As employees push back on returning pre-pandemic work routines, companies are having to examine their employee experience practices. Following a year in which many people were able to comfortably shift to working from home, many simply don’t want to go back tow commuting and sitting in an office all day.

This is just one factor feeding what has become known as the Great Resignation, but as the pandemic subsides and people step back to look at the lessons learned from it, many are finding themselves wanting a better balance and a bit more independence. With that said, a lot of companies have gone out of their way to provide the flexibility employees needed over the last year and would understandably like to reconnect with their workforces.

What that looks like though, will likely have to be more creative than simply forcing people back into cubicles and shared spaces. It’s something that is top of mind for HR leaders across industries now.

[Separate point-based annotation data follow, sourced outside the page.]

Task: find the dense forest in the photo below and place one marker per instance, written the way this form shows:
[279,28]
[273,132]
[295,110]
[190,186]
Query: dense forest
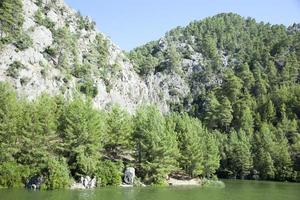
[240,120]
[245,89]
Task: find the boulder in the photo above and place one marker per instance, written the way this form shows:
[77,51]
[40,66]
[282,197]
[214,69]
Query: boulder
[129,176]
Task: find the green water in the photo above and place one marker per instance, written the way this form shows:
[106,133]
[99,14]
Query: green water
[234,190]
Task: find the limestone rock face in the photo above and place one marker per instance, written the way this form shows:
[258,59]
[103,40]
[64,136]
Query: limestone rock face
[48,64]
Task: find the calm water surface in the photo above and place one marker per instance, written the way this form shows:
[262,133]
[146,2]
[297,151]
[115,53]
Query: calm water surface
[234,190]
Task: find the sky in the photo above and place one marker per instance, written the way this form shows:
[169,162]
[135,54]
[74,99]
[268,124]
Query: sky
[131,23]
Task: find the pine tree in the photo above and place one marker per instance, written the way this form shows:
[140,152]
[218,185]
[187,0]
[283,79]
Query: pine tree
[81,130]
[9,116]
[119,132]
[239,154]
[211,107]
[232,85]
[225,113]
[156,146]
[191,137]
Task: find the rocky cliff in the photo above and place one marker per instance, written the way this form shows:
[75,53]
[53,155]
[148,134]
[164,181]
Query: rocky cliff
[66,55]
[58,51]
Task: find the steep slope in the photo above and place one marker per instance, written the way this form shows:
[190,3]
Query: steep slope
[58,51]
[202,57]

We surveyed more than 750 HR professionals for our 2021 State of HR Mid-Year Report, and more than half responded that their top priority was one of the following:

  • Employee engagement and experience (25.29%)
  • Flexible work culture (14.85%)
  • Hybrid workplaces (12.07%)

The COVID Created Experience

Unsurprisingly, most companies invested heavily in tools over the last 15 months that could support a remote workforce. The three most common investments recognized by survey respondents were team chat functions (62.32%), video conferencing tools (60.52%) and virtual collaboration platforms (48.29%).

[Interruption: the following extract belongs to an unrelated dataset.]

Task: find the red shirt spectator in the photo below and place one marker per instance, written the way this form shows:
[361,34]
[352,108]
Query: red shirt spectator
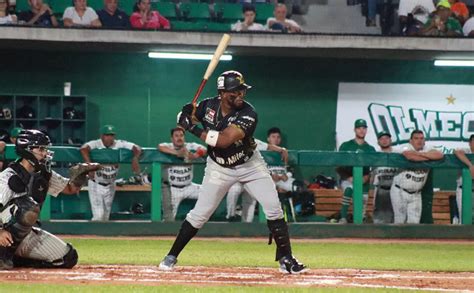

DOWNLOAD: The State of HR Mid-Year Report 2021

Employees not only adopted these tools, but essentially found ways to become as good if not better than they were before in using them. Now that things are returning to normal, employees find themselves wondering what it might be like to do this when remote work forced due to the pandemic. What might it be like to work from wherever they’d like full time when the world is open?

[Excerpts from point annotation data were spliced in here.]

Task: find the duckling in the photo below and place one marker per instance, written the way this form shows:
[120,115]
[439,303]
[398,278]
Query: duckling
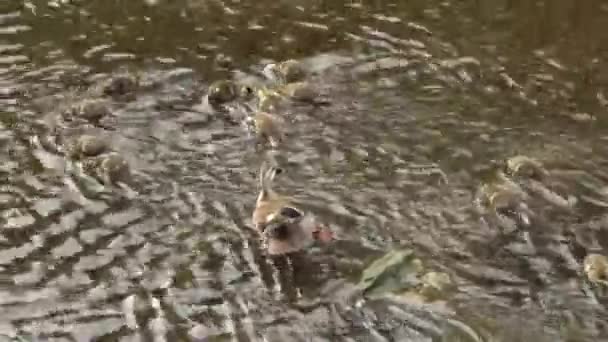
[596,268]
[268,202]
[525,167]
[268,128]
[285,228]
[221,92]
[269,99]
[86,146]
[108,168]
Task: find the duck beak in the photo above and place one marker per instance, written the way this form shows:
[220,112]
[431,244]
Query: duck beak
[270,71]
[323,234]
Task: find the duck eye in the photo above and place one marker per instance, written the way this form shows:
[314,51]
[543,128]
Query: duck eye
[290,212]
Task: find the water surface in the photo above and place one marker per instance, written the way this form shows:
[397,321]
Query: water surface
[426,97]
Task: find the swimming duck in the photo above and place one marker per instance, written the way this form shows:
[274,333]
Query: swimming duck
[596,268]
[284,227]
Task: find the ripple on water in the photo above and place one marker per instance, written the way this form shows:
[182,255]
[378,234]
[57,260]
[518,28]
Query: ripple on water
[417,119]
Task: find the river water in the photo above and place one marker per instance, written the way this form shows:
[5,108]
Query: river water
[426,96]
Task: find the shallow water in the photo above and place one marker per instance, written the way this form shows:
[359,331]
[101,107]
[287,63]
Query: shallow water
[426,97]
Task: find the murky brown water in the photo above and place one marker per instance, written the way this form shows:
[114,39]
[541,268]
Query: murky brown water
[426,97]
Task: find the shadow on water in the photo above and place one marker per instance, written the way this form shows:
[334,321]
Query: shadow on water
[427,97]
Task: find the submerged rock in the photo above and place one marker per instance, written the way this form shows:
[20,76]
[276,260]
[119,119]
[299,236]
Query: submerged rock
[86,146]
[401,273]
[398,270]
[121,85]
[92,110]
[109,168]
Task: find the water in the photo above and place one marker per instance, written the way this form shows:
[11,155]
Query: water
[426,97]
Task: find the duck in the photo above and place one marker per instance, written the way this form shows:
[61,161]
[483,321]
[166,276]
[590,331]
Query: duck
[596,268]
[284,228]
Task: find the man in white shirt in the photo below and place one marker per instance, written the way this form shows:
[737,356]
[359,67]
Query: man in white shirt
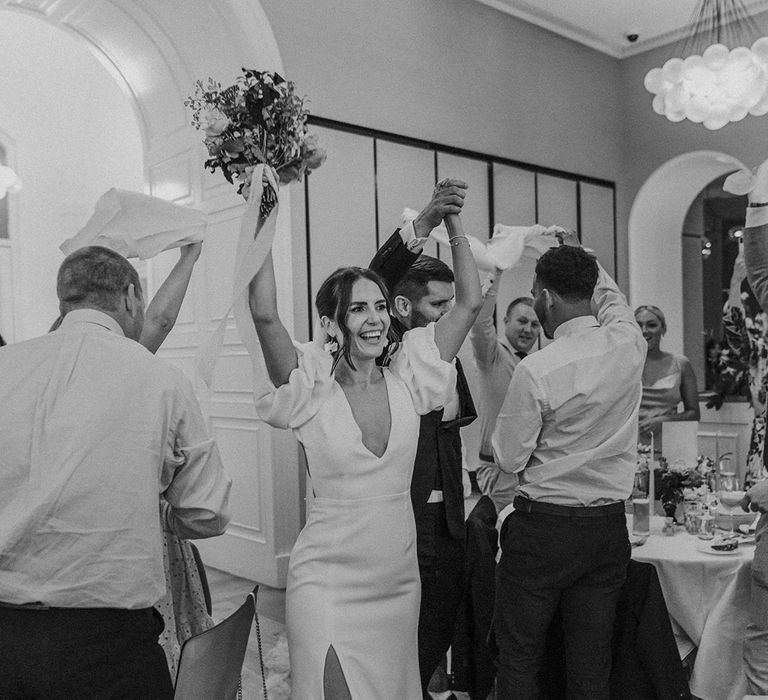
[94,430]
[568,429]
[496,359]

Some may want to use the flexibility to get more out of the company wellness programs that were developed during COVID. The top 5 responses in our survey regarding pandemic era policies that were adopted to better support employees included:

  1. Flexible work hours (61.01%)
  2. Hybrid work environments (56.44%)
  3. Online learning (44.86)
  4. Wellness programs (40.13%)
  5. Mental health coaching (32.14%)

When asked what their biggest challenge was in regard to remote workers, respondents felt that productivity monitoring and employee engagement topped the list. In one way, it makes sense that the natural reaction from employers is to get employees back into the office at least part time, but in another, it shows that the lessons they failed to learn during the pandemic were around new ways to manage performance and understanding how experience fuels engagement.

Doing More with Less

To ensure a quality employee experience, investments in technology are inevitable to keep employees connected to each other and the organization. That doesn’t necessarily mean HR is going to see budget increases to make that connectivity a reality.

Half of the respondents to our survey indicated they expected no change in budget whatsoever. For around one-third, an increase in budget was expected and what they intended to do with that money was clearly analyze the impact of the new work model on employees.

When asked what technologies they planned to invest in over the next 6-12 months, the most common answer were analytics, remote work technology and performance management platforms. Without saying it outright, that’s about as clear as employers can make it that they want to collect data via technology and use it monitor how employees are doing and deploy feedback as efficiently as possible.